Friday, September 16, 2011

/// matar as saudades


Saudade (singular) or saudades (plural) (pronounced [sɐ.uˈdadɨ] or [sawˈdadʒi] in Portuguese, is a Portuguese word that can be translated as "longing, yearning", which describes a deep emotional state of nostalgic longing for something or someone that one loves and which is apart. It often carries a repressed knowledge that the object of longing might never return.


Saudade has been described as a "vague and constant desire for something that does not and probably cannot exist ... a turning towards the past or towards the future". A stronger form of saudade may be felt towards people and things whose whereabouts are unknown, such as a lost lover, or a family member who has gone missing. It may also be translated as a deep longing or yearning for something which does not exist or is unattainable.


Saudade (or saudades) is defined as "a somewhat melancholic feeling of incompleteness.

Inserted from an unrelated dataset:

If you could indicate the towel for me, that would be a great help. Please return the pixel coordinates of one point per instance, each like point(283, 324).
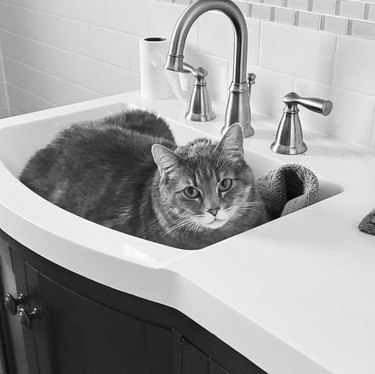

It is related to think back situations of privation due to the absence of someone or something, to move away from a place or thing, or to the absence of a set of particular and desirable experiences and pleasures once lived".


Saudade was once described as "the love that remains" or "the love that stays" after someone is gone. 


The state of mind has subsequently become a "Portuguese way of life": a constant feeling of absence, the sadness of something that's missing, wishful longing for completeness or wholeness and the yearning for the return of that now gone, a desire for presence as opposed to absence—as it is said in Portuguese, a strong desire to "matar as saudades" (lit. to kill the saudades).


In Dutch: Weemoed

1 comment:

Anonymous said...

there is a love & rockets song called saudade! maybe that's why the song really sounded what it meant.